Multiclade HIV-1 Infection in Japan

             Unlike several countries in Asia and Southeast Asia, Japan has not experienced an explosive increase in cases of HIV-1 infection and AIDS.  However, a definite upward trend has been noted, as evidenced by the record number of 250 AIDS cases recorded in 1997.  Moreover, given the circulation of multiple HIV-1 subtypes in the region and the sizable inward and outward movement of foreign-born migrants and Japanese tourists, multiclade HIV-1 infection is presumably occurring in Japan.  To clarify recent trends in the molecular epidemiology of HIV-1 infection in Japan, we analyzed HIV-1 env gene sequences in 27 infected individuals.  Banked plasma samples from 27 randomly selected individuals, attending an HIV-1 outpatient clinic at the Nagoya National Hospital between June 1994 to August 1997, were analyzed for a 273-nucleotide region spanning the V3 loop of the gp120-encoding HIV-1 env gene by reverse transcription-polymerase chain reaction.  Of the 27 study participants, 16 were infected by heterosexual sex, six by homosexual sex and five by transfusion of blood products.  All 11 individuals infected through homosexual sex or blood transfusion were Japanese; of the 16 infected through high-risk heterosexual sex, seven were Japanese and nine were foreign-born immigrants (four Thai, three Brazilian, one Ethiopian and one Indian).

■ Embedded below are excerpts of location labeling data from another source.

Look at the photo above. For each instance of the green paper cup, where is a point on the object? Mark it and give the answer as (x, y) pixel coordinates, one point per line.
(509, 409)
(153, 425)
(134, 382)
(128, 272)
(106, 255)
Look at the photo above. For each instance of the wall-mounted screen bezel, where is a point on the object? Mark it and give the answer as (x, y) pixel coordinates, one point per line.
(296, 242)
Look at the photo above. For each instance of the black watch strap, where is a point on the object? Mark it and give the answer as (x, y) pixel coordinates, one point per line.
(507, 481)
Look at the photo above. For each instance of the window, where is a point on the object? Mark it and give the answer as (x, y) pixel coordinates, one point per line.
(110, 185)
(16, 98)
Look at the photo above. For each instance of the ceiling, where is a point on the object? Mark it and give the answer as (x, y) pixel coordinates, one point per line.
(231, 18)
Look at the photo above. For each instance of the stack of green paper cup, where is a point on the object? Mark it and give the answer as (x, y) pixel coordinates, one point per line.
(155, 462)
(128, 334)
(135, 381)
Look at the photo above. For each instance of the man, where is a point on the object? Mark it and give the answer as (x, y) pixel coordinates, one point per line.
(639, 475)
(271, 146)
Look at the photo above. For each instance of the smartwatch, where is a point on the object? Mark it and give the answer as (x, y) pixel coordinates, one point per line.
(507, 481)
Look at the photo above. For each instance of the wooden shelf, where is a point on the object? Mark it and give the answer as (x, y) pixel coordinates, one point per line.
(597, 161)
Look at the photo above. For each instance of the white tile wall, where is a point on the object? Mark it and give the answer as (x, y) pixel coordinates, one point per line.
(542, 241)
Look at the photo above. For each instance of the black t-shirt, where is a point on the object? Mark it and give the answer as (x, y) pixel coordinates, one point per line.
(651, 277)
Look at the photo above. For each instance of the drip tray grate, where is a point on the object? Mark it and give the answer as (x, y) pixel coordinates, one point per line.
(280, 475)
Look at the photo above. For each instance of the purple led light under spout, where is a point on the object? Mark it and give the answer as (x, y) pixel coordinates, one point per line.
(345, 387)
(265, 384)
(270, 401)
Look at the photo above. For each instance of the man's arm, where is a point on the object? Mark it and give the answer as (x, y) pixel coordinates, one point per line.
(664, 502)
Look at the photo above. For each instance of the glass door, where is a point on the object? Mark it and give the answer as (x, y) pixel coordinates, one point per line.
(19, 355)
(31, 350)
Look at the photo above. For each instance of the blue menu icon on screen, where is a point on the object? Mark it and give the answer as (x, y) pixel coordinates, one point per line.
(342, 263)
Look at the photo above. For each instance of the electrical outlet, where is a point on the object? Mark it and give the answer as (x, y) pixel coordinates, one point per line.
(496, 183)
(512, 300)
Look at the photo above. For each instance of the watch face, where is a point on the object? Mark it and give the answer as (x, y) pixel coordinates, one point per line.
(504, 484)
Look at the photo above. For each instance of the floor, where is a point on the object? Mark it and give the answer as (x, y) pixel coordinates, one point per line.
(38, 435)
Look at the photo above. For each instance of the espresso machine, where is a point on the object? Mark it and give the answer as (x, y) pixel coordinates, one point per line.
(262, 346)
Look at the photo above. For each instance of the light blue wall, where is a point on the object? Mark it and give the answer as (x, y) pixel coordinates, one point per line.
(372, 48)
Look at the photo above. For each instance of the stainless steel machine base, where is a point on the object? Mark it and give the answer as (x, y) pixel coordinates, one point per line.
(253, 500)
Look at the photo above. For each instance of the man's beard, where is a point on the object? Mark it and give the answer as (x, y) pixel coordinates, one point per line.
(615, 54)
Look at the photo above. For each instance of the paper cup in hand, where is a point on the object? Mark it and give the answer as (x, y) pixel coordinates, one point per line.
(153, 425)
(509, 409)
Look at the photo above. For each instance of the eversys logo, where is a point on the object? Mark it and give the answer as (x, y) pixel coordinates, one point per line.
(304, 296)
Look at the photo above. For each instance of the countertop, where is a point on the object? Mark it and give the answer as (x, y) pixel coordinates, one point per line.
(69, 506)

             All individuals infected through transfusion of HIV-1-contaminated blood products were hemophiliac men infected in Japan. Accurate dating of their infection could be made to 1984-85. By contrast, the date and place of acquiring HIV-1 infection among heterosexually and homosexually infected individuals were difficult to ascertain in all but a few cases, largely because these individuals had sexual contact with multiple partners in Japan and abroad.  Male-to-male sex accounted for infection in six men (all Japanese), three of whom were infected in Japan.  High-risk heterosexual sex was the mode of HIV-1 infection in seven women (two Japanese and five non-Japanese) and nine men (five Japanese and four non-Japanese).  Nearly all heterosexually infected men admitted to having unprotected sexual intercourse with commercial sex workers either in Japan or in their home country.  Among heterosexually infected individuals, sequence and phylogenetic analyses indicated HIV-1 subtype C in an immigrant Ethiopian woman and an Indian man, subtype E in three Thai immigrants and two Japanese men, and subtype Bā in a Japanese man and his Thai wife.  The remaining seven heterosexually infected patients, as well as the 11 individuals infected by homosexual sex or blood transfusion, were infected with subtype B.  Heterosexual and homosexual transmission of HIV-1 now account for virtually all new infections in Japan.  The presence of multiple HIV-1 subtypes among heterosexually infected men and women in Japan underscores the need for heightened prevention campaigns, particularly targeting men engaging in unprotected vaginal intercourse with high-risk partners.  

Nishiura, Y., Nerurkar, V.R., Utsumi, M., Mukai, E., Dashwood, W-M., Ieong, M-C., and Yanagihara, R.:  Multiclade HIV-1 infection in Japan:  Genetic and phylogenetic analyses of virus strains among homosexuals and heterosexuals. International Journal of Infectious Diseases  (in preparation).